How state fought false election information
Office of Election Cybersecurity was on frontline of ' warm war'
One post on YouTube claimed a voter registered to vote under a fake name. A tweet alleged thousands of 2020 ballots were tossed out. Another tweet claimed a voter used an alias to vote in person.
These are just a few of two dozen social media posts deemed to be misinformation and removed from online platforms this year at the request of a newly formed cybersecurity team within the California Secretary of State’s office.
The Office of Election Cybersecurity in the California Secretary of State’s office monitored and tracked social media posts, decided if they were misinformation, stored the posts in an internal database coded by threat level, and on 31 different occasions requested posts be removed.
In 24 cases, the social media companies agreed and either took down the posts or flagged them as misinformation, according to Jenna Dresner, senior public information officer for the Office of Election Cybersecurity.
“We don’t take down posts, that is not our role to play,” Dresner said. “We alert potential sources of misinformation to the social media companies and we let them make that call based on community standards they created.”

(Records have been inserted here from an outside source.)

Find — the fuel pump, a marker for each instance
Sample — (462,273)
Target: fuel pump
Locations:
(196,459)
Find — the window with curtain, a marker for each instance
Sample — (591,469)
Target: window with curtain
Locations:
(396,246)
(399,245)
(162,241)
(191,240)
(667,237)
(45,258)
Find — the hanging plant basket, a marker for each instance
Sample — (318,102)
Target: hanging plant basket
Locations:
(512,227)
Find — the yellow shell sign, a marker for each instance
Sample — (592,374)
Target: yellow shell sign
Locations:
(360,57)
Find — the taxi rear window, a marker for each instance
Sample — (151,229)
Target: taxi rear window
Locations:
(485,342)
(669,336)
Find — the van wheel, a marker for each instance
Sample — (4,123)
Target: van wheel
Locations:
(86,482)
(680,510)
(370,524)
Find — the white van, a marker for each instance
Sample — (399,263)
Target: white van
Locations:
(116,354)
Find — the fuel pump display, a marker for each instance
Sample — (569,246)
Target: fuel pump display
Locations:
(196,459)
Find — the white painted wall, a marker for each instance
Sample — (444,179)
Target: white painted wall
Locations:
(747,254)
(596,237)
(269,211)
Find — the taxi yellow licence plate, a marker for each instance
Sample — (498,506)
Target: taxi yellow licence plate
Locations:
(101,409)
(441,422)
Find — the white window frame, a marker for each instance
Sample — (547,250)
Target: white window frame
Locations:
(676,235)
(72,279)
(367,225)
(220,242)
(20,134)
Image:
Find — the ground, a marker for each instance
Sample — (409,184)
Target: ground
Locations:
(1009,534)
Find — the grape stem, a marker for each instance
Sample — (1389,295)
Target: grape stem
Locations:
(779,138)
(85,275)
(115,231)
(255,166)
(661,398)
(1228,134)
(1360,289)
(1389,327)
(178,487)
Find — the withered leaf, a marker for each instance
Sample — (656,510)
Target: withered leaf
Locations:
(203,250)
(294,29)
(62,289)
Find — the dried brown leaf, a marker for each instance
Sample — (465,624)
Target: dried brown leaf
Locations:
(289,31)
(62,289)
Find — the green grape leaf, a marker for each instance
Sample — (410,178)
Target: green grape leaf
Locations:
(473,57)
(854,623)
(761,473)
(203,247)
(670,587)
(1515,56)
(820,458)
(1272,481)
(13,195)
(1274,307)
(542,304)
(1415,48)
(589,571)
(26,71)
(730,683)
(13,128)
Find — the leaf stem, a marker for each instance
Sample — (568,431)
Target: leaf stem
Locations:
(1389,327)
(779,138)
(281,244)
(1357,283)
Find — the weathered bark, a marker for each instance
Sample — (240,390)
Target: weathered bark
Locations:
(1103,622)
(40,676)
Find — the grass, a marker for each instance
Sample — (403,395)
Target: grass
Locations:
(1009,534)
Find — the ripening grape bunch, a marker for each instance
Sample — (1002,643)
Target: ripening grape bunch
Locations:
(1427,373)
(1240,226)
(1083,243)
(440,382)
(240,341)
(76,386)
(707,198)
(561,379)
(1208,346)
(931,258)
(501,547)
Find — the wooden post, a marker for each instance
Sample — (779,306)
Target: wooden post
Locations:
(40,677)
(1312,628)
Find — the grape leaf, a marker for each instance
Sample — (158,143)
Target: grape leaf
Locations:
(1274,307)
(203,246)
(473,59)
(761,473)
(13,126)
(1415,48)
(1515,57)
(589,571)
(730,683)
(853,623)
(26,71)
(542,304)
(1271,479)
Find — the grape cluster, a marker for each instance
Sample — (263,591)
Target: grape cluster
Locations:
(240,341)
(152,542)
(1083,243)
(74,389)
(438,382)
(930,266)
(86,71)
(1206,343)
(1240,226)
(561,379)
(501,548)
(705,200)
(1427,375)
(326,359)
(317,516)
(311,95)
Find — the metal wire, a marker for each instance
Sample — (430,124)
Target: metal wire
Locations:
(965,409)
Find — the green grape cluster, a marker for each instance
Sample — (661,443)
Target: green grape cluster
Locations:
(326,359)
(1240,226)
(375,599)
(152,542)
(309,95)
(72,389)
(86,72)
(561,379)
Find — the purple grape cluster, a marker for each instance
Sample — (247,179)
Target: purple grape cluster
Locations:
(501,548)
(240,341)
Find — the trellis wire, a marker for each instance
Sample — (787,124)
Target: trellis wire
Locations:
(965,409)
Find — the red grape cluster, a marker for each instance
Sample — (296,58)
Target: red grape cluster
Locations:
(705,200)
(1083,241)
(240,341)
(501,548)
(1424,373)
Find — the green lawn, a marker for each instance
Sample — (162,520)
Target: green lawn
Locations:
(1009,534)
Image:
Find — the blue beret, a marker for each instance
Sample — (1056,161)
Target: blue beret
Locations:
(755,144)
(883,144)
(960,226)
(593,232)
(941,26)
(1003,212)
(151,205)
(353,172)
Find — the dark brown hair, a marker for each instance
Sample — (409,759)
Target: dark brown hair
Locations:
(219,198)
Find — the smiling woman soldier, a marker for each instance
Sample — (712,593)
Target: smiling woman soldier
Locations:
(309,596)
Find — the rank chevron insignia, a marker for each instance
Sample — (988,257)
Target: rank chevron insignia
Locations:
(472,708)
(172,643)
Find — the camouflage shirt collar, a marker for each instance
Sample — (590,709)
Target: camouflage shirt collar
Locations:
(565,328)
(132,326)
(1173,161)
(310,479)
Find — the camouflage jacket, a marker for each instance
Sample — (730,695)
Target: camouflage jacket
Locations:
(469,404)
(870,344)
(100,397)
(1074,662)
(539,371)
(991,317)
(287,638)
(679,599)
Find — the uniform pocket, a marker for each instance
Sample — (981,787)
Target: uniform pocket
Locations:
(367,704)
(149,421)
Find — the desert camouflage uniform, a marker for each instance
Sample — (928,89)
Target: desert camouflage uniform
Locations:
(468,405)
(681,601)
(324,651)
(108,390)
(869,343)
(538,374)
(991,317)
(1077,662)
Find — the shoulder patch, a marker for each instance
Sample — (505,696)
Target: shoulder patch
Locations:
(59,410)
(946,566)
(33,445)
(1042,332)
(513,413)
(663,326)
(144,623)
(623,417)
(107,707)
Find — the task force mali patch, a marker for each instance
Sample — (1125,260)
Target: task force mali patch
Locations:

Even with the new cybersecurity efforts, misinformation still was a primary cause of frustration for California’s registrars of voters. A CalMatters’ survey of 54 of California’s 58 counties found that registrars dealt with everything from false or misleading information coming from the White House to all sorts of preposterous claims posted to the internet.
As the state works with social media companies to quell speech it considers misinformation, First Amendment advocates and privacy experts say they are concerned about increased censorship of online discourse and the implications of a database that stores posts indefinitely.
The goal of the Office of Election Cybersecurity is to coordinate with county election officials to protect the integrity of the election process. Its duties also include monitoring and counteracting false or misleading online information regarding the electoral process and its integrity.
The office was established in 2018 because of foreign meddling in the 2016 election. With the passage of Assembly Bill 3075, the California state legislature established the Office of Election Cybersecurity with an annual budget of $ 2 million.
One of the first things the Office of Election Cybersecurity did was launch a 2018 voter education awareness campaign called VoteSure that encouraged voters to be on the lookout for misinformation. Initial monitoring was sparse — the Office mostly followed hashtags and tracked narratives via a complaint database. Dresner centralized the monitoring when she joined the office in July, and created a formal tracking system.
In 2018, state officials also started developing relationships with federal intelligence agencies and reaching out to social media companies. The Office of Election Cybersecurity worked to fully understand what happened in the 2016 election and the extent of foreign interference, Dresner said.